Suasana jalan jembatan di Kota Agats yang menambah keunikan dan 
mempertegas bahwa kabupaten ini unik dan menarik.foto walhamri 
wahid/binpaSiapa yang tidak kenal Asmat ? Kabupaten dengan ibukotanya Agats yang terkenal ke seantero mancanegara karena Festival Asmat-nya sejak 1980-an, kabupaten yang mahsyur karena ukiran dan benda seninya yang bernilai tinggi dan menjadi incaran kolektor dunia, ternyata dibangun diatas bilah - bilah papan.

Oleh :

Walhamri Wahid

Unik dan menarik ! itulah kesan pertama yang muncul di benak setiap orang yang pertama kali menjejakkan kaki di Kabupaten Asmat, tanda tanya lainnya yang muncul adalah betapa sulitnya membangun sebuah daerah yang hanya berdiri di atas bilah – bilah papan dengan topangan kayu gelondongan maupun balok 5 x 10 yang setiap hari selalu di genangi oleh air payau, karena kota itu berada tepat di tepai sungai, hamparan hutan bakau dan rawa – rawa.

Semua infrastruktur baik perumahan, perkantoran dan jalan raya di Kota Agats ibukota Kabupaten Asmat terbuat dari kayu dengan konstruksi panggung.
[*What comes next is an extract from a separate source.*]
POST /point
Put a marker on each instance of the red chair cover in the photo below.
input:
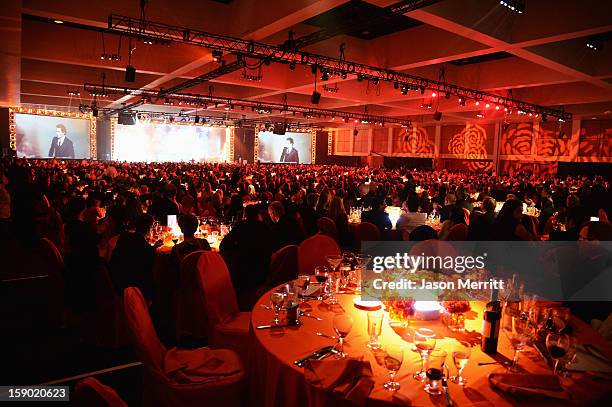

Distrik Agats terdiri dari beberapa kampung diantaranya Asuwetsy, Biriten, Bis Agats, Bisman, Enam, Peer, Smith, Yaun, dan Yufri.

 

Untuk sampai ke Kota Papan ini, kita bisa menggunakan jasa penerbangan perintis baik lewat Kota Timika dengan jasa penerbangan Trigana yang biasa melayani rute ini 3 kali seminggu, maupun lewat Merauke dengan menggunakan pesawat Musamus jenis Twin Otter, dimana kita akan mendarat di Lapangan Terbang Ewer sebuah lapangan terbang beralas “tikar baja” peninggalan tentara Jepang PD II.

Kemudian perjalanan dilanjutkan dengan menggunakan speed boat maupun long boad dengan tarif per orang Rp. 100 ribu selama kurang lebih 30 menit melewati Sungai Paar, Ajewets dan Teluk Flamingo, selain menggunakan pesawat, Kota Agats juga dapat dicapai dengan menggunakan jalur laut dari Timika dengan jarak tempuh kurang lebih 4 – 5 jam.

Pemandangan pertama yang disuguhkan kepada kita begitu mendekati dermaga Kota Agats adalah rumah – rumah penggung dan jalan seluas dua meter berkonstruksi jembatan yang terbuat dari kayu besi (ulin) bulat yang ditancap dan diberi  skor dengan gelagar dari balok dan lantai papan selebar 2 meter.

“Panjang jaringan jalan jembatan dalam kota kurang lebih 17 Km”, ujar Elisa Kambu, S.Sos Sekda Kabupaten Asmat ketika bincang – bincang dengan Bintang Papua di Hotel Assedu, satu – satunya penginapan representatif milik Pemda yang menjadi tempat menginap setiap tamu dari luar Asmat yang datang.

Nama “Assedu” sendiri bermakna “Asmat Selaras Dunia”, dimana jargon itu merupakan bukti bahwa Asmat sudah terkenal sampai ke seantero dunia sejak Ekspedisi Michael Rockfeller putra Gubernur Newyork Amerika Serikat Nelson Rockefeller yang tewas di rimba belantara Asmat di tahun 1961 dalam Ekspedisi Keduanya untuk mengumpulkan segala keunikan ukiran Asmat untuk dipamerkan di Museum Primitif Art New York, dimana berkat buku dan gambar – gambarnyalah sehingga Asmat terkenal dan dianggap sebagai salah satu situs warisan dunia yang harus dilestarikan.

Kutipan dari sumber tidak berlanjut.